Sweet Potato Chili with Kale
• 2 medium sweet potatoes, diced (approximately 2 pounds)
• 1 large red onion (approximately 10 ounces), finely chopped
• 2 15 ounce cans salt-free kidney beans
• 2 red bell peppers, seeded and finely diced
• 2 pounds fresh tomatoes, diced (or 2 14.5 ounce cans of salt-free tomatoes)
• 1 tablespoon salt-free chili powder
• 2 teaspoons smoked paprika (makes a difference when it’s smoked)
• ¼ teaspoon chipotle powder (or more to taste)
• 2 cups of Lacinato Kale, finely shredded like cabbage for coleslaw (or 8 ounces of Lacinato Kale)
• 3 cups of orange juice
In large pot, sauté onion and bell pepper in half of the orange juice for 8-10 minutes until onion is soft and translucent.
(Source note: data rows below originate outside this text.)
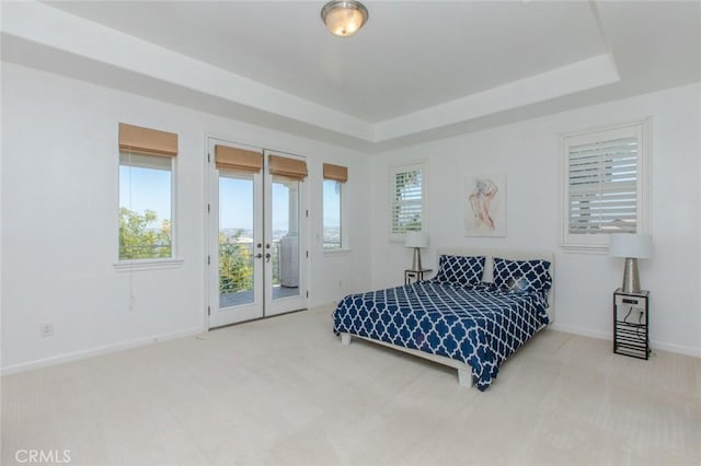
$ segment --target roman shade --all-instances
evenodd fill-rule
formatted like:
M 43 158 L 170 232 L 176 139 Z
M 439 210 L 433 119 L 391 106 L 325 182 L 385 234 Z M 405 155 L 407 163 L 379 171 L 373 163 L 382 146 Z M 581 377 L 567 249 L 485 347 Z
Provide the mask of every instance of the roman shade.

Add all remaining ingredients except for the kale.
Bring to a boil, and then reduce heat to simmer for 25-30 minutes until the sweet potatoes are soft, but not mushy.
Turn off heat and stir in kale so it wilts, then serve.
To make in an electric pressure cooker, place all ingredients in the cooker and cook on high pressure for 6 minutes and release pressure.